吉川金次(よしかわ きんじ)
1912年(明治45年)- 1996年(平成8年)
鋸職人、鋸研究家という異色の自由律俳人。
俳句は東京に出てから始めた。
当初は「祭饗」の同人となり、定型俳句を詠んでいた。
1906年に生地の氏家町を河東碧梧桐が訪れた影響もあり、1936年に「海紅」(中塚一碧楼主宰)同人となった。
※この時、碧梧桐は既に俳壇から引退していた。
金治の詠んだ俳句はプロレタリア俳句が多かった。
(共産党員であり、迫害を受けたこともある)
これは海紅系の俳人としては異色とされている。
1947年に第1句集の「せきれい集」、1958年には第2句集の「かわはぜ」を出版している。
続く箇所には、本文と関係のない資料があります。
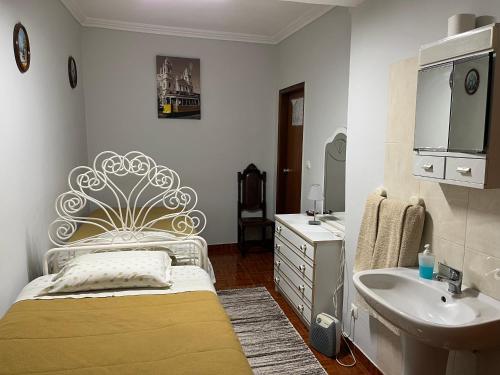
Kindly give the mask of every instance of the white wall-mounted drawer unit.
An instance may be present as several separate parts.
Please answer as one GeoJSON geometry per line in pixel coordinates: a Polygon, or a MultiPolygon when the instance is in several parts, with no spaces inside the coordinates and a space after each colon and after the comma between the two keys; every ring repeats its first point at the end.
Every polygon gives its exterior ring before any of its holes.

1968年より、生地の氏家町の俳句の研究を始め、1972年にその成果である「氏家町の俳句史」を出版する。
1977年には長年の創作活動を評価され、東京作家クラブより、第十四回文化人間賞に選ばれた。
代表句
・金なく仕事なく薄氷の下に芹を見た
・天地に恥じず朝独房で糞するとき
・僕のゆくてたゞ手にする古作の面の重量感
略歴
栃木県塩谷郡氏家町(現、さくら市)にて多喜次とキチの子として出生。
家は鍛冶屋を営んでいた。
1926年に氏家尋常高等小学校高等科を卒業。
1933年に東京に出て、鋸の目立て業で生計を立てた。
1936年に妻のトクを迎える。
1944年に生地である氏家に疎開するが、1948年に東京に戻る。
鋸に興味があった金次は東京国立博物館にもよく行ったが、1949年、展覧会で展示されている鎌倉時代の巻物に書かれている鋸が現在のものと異なっていることに興味がわき、独学で鋸の研究を始めた。
鋸職人であるとともに、鋸研究家としても第一人者であり、鋸に関する著作も多い。
これらの著作は民具学、考古学においても、貴重な文献である。
金次は研究のために収集した鋸のコレクションなどがあったが、出身地である氏家町に民俗資料館が出来たので、1972年にそれを寄付し、「鋸館」ができた。
現在はそれらのコレクションはさくら市ミュージアムに引き継がれている。
また、狂言師の野村万蔵の門下となり、能面彫刻を手がけたこともある。